3) “Tson, rebanho, representa exactamente o instinto gregário, ou seja de ir a trás daquilo que os outros (ou a maioria) fazem. As grandes figuras do judaísmo, Abraham, Moisés, os profetas, foram caracterizadas exactamente por estarem fora do rebanho: ser diferentes, lutar os ídolos da época, recusar de capitular ás modas intelectuais do momento. Isto é o verdadeiro sentido de Kadosh em hebraico, ser separados, distintos. Sabemos da nossas obstinação a assimilarmo-nos à cultura dominante ou convertermo-nos à religião dominante.

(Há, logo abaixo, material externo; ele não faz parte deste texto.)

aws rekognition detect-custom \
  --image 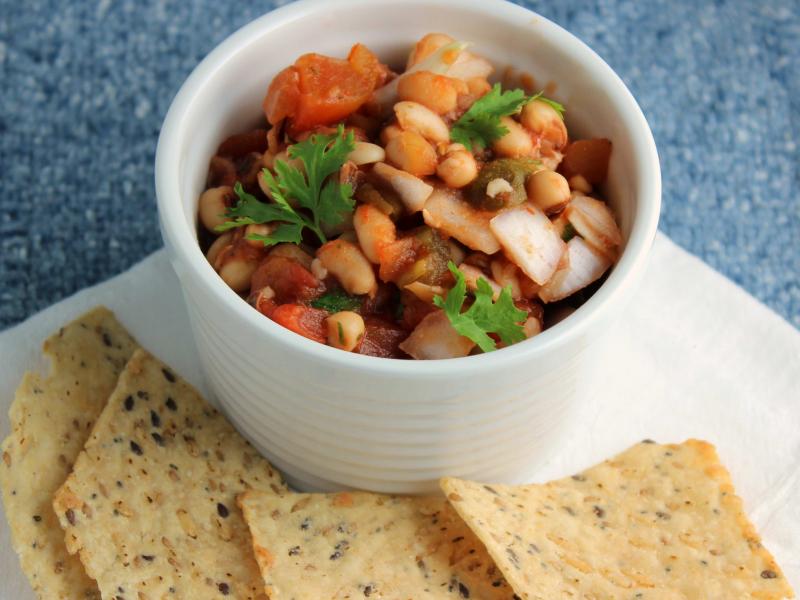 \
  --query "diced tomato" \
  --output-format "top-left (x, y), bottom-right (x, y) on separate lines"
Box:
top-left (234, 152), bottom-right (263, 193)
top-left (378, 236), bottom-right (419, 281)
top-left (217, 129), bottom-right (267, 158)
top-left (358, 317), bottom-right (408, 358)
top-left (359, 281), bottom-right (399, 315)
top-left (347, 44), bottom-right (390, 90)
top-left (270, 304), bottom-right (328, 344)
top-left (558, 138), bottom-right (611, 185)
top-left (206, 154), bottom-right (236, 187)
top-left (263, 66), bottom-right (300, 125)
top-left (403, 292), bottom-right (436, 331)
top-left (263, 44), bottom-right (389, 135)
top-left (250, 256), bottom-right (324, 304)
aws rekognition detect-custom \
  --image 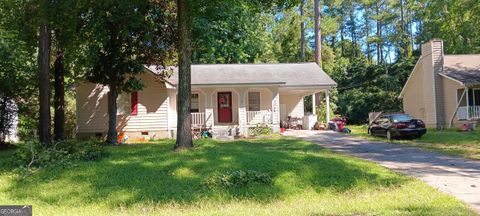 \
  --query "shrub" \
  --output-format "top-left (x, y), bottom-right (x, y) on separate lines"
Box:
top-left (12, 140), bottom-right (106, 169)
top-left (204, 170), bottom-right (272, 188)
top-left (248, 124), bottom-right (272, 136)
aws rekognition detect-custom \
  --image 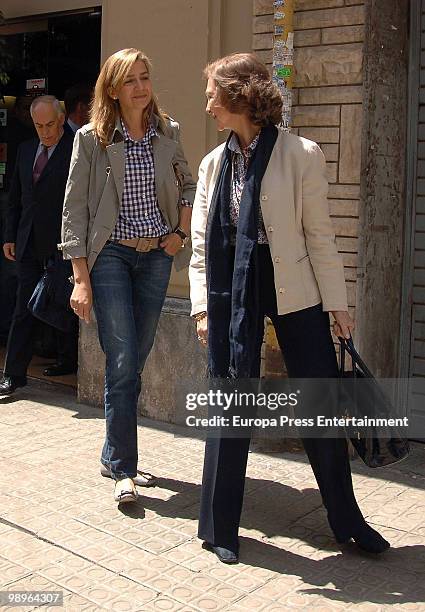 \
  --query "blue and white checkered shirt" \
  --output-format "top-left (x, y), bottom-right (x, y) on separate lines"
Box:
top-left (111, 121), bottom-right (169, 240)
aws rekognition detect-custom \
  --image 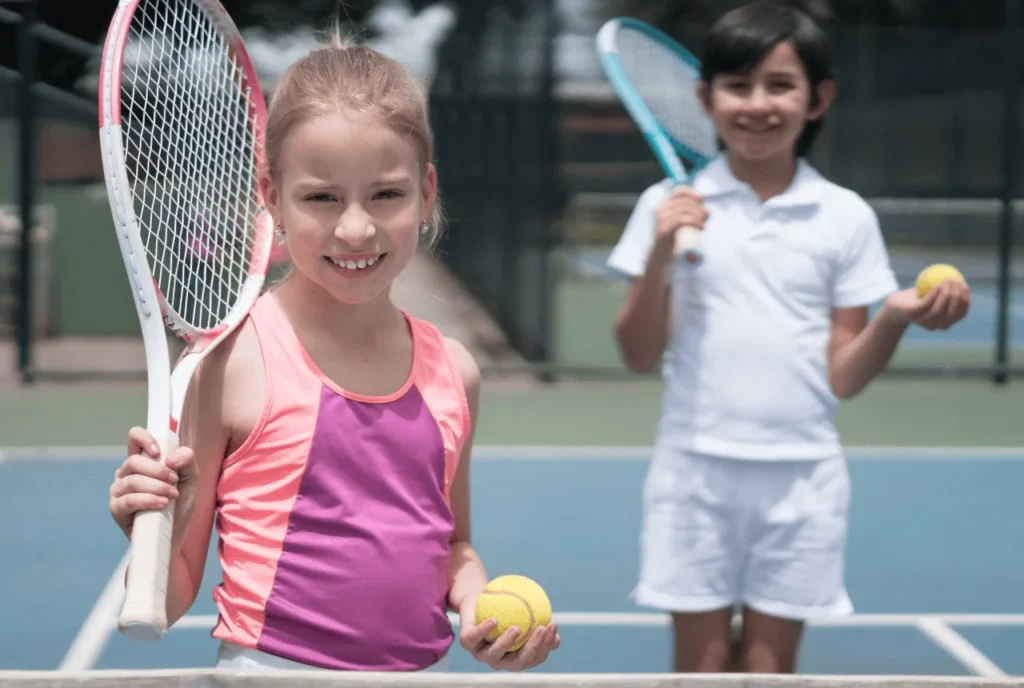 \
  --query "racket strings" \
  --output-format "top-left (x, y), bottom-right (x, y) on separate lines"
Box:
top-left (122, 0), bottom-right (259, 330)
top-left (615, 29), bottom-right (718, 158)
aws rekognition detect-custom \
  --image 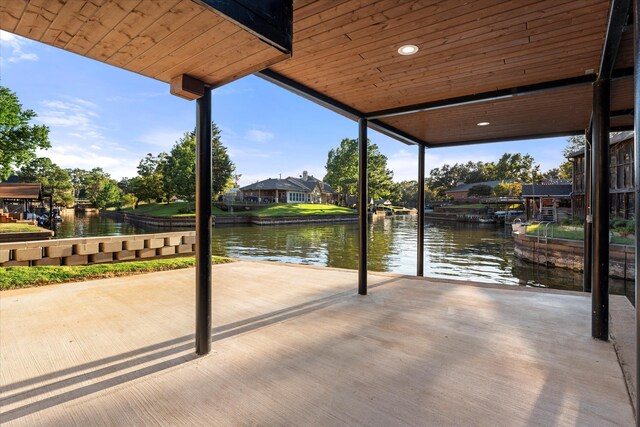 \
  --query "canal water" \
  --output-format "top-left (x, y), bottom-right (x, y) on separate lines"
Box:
top-left (57, 213), bottom-right (633, 301)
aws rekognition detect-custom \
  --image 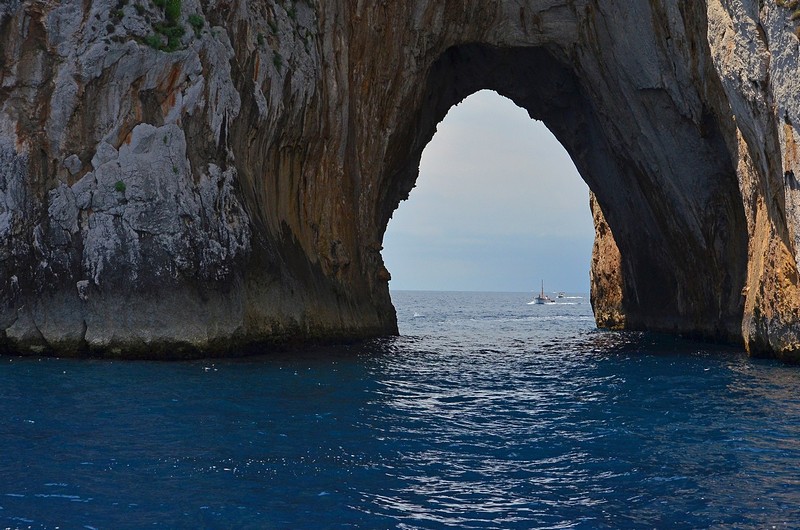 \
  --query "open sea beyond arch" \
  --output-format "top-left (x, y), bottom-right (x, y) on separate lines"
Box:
top-left (0, 292), bottom-right (800, 529)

O termo Korban, Sacrifício, e o verbo Lehakriv, Sacrificar, significam literalmente, respectivamente “aquilo que foi aproximado” e “fazer aproximar”. A peculiaridade é que a etimologia desta palavra, não é aquilo que classicamente é atribuído à palavra sacrifício ou seja desistir de algo, mas refere-se à aproximar algo a D-us. (Notem que em latino a palavra Sacrificium é uma palavra composta de Sacer e Facere, ou seja “tornar sacro”).
Quero dar uma definição moderna de Korban então: Lehakriv quer dizer levar o elemento animal da nossa alma para ser transformando, tornado, através do fogo Divino que no antepassado queimava no altar do Templo, e que todavia queima no coração do substituto do Korban, a tefilá, a oração, se verdadeiramente procuramos proximidade com D-us.

Varias teorias, o darwinismo, o materialismo científico e outros, chegaram à conclusão que o ser humano é um animal, nada menos nada mais. Nos partilhamos o 98% dos nossos genes com os primatas, os símios. Somos, os “Macacos Nus”, a existência do Homo Sapiens foi uma pura coincidência, o resultado de mutações casuais que por acaso chegaram á forma mais apta para a sobrevivência. A Nefesh HaBehemit, a alma animal, é tudo aquilo que somos.

A refutação desta ideia está naquilo que quisemos dizer, no acto de auto sacrifício. Podemos redireccionar os nossos instintos animais, Podemos transcender a mera sobrevivência, podemos honrar os limites. Podemos transcender a Behema, Bakar e Tson. Nenhum animal é capaz de auto transformar-se, mas nós sim. A poesia, a Filosofia, etc. são coisas que não têm um mero valor de sobrevivência mas que fazem parte do nosso mais profundo ser. Isto nos diz que não somos apenas animais. Levando aquilo que é animal dentro de nós, próximo de D-us, submergimos o material no espiritual, assim transformando-nos em algo novo, em seres livres da escravidão da natureza e servos do D-us Vivo.

*O rabino Eliezer di Martino é o rabino-chefe de Trieste.